Featuring Carr, Riley, James and Brinkley, Arkansas’, own John Weston, The Delta Jukes recorded Working for the Blues in late 2001.

“After Frank passed away, Fred (James) came up with the idea for the Delta Jukes,” said Riley. “And I was against it for a minute. But then I thought about it and decided that my main job is to keep the memory of guys like Frank Frost, Sam Carr and John Weston alive. So whatever allows me to do that, that’s what I’m going to be doing.”

And he’s doing it with all the soul and passion that he can muster.

“Blues is a feeling. When it’s done right, you can feel it. And if you can’t feel it, you can’t play it.”

“Blues is a feeling. When it’s done right, you can feel it. And if you can’t feel it, you can’t play it. You can’t fake it. A lot of musicians want to try and put too much into it (the blues), or not enough into it, but you have to have just the right ingredients,” Riley said.

“It’s real serious music. I just try to do the best I can, when I can. All I  want to do is share my feelings with people. That’s what this music is about –making people feel good. That’s why you play and sing the blues – to make people feel good.”

Sometimes that act of making people feel good is as moving for Riley as it is for the people in the audience.

“Sometimes if you don’t see me playing (on stage) and you look real close, I might have my eyes closed, crying,” he said. “The tears just come out some times. This is very emotional music – serious stuff. I’ve had people come up to me after a show and say, ‘thanks for sharing your feelings with us, Dave.’ That’s powerful stuff. And I thank God that he gave me the talent and the ability to do it like I do.”

With a new disc from Riley and Corritore on the horizon for this fall, it looks like it is full speed ahead for Dave Riley and the blues, regardless of the current musical trend.

“The blues is always going to be here,” he said. “I mean, you got guys like Eric Clapton and B.B. King who are making a lot of money, but people like myself and below do it because we love it, man. Sometimes you make money and sometimes you don’t.
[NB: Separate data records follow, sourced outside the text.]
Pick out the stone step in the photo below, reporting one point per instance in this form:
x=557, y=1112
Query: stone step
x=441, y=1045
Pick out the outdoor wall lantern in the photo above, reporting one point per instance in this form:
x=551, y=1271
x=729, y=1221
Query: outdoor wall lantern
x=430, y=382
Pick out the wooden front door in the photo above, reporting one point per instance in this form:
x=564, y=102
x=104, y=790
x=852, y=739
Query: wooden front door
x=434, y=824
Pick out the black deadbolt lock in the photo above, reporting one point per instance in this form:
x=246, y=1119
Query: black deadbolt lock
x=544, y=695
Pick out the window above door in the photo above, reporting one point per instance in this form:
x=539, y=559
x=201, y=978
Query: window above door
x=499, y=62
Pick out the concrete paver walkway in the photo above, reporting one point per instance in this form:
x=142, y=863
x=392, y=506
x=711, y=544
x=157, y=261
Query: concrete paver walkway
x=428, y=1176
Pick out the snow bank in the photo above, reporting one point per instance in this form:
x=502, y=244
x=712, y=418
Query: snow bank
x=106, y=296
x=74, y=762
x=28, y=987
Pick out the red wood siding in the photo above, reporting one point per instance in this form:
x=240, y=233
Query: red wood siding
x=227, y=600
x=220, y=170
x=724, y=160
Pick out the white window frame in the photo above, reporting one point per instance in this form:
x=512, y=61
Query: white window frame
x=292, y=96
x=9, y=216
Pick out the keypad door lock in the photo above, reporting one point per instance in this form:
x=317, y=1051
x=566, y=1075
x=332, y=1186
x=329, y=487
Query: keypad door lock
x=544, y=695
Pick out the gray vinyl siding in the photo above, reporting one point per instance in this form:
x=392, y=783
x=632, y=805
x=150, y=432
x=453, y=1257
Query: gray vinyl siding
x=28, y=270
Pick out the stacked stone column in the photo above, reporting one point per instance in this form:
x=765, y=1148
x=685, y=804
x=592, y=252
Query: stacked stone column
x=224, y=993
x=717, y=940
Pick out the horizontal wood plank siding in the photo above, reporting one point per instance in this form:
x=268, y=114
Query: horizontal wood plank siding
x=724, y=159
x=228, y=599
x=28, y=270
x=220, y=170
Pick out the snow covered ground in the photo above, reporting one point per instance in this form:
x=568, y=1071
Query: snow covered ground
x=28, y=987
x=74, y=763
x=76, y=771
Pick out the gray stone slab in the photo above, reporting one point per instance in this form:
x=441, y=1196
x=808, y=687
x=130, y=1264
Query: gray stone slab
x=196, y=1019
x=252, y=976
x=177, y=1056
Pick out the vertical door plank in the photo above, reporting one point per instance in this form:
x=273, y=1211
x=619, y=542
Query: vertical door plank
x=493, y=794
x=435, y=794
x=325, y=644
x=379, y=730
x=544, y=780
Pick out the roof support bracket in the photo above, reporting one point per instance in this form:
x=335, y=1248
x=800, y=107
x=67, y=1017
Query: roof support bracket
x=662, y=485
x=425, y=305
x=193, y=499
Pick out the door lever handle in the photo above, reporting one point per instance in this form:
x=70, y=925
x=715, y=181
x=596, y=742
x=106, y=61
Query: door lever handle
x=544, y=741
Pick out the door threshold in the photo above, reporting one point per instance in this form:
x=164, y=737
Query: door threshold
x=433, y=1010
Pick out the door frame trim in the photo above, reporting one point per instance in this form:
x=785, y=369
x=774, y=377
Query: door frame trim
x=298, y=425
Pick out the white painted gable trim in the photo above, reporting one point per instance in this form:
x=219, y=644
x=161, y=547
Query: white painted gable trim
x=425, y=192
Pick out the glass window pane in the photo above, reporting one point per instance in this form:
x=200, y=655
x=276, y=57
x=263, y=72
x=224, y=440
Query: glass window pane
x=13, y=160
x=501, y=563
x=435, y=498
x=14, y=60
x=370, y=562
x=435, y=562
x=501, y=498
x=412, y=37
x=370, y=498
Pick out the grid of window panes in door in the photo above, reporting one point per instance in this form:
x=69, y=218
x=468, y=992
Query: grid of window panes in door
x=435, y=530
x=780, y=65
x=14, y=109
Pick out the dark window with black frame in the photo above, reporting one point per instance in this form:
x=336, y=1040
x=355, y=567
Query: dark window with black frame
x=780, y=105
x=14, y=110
And sometimes it don’t really matter. But the blues ain’t going to go nowhere. It will always be here. I’m not looking to get rich. I’ve been all over the world doing this. There’s no other thing I could have ever done that would have let me travel to some of the places that I’ve traveled to by playing the blues. Not too bad for an ol’ country boy. There’s a saying on one of the songs on the new album – ‘you can take me out of the country, but you can’t take the country out of me.’ And I’m a Mississippian by blood.”.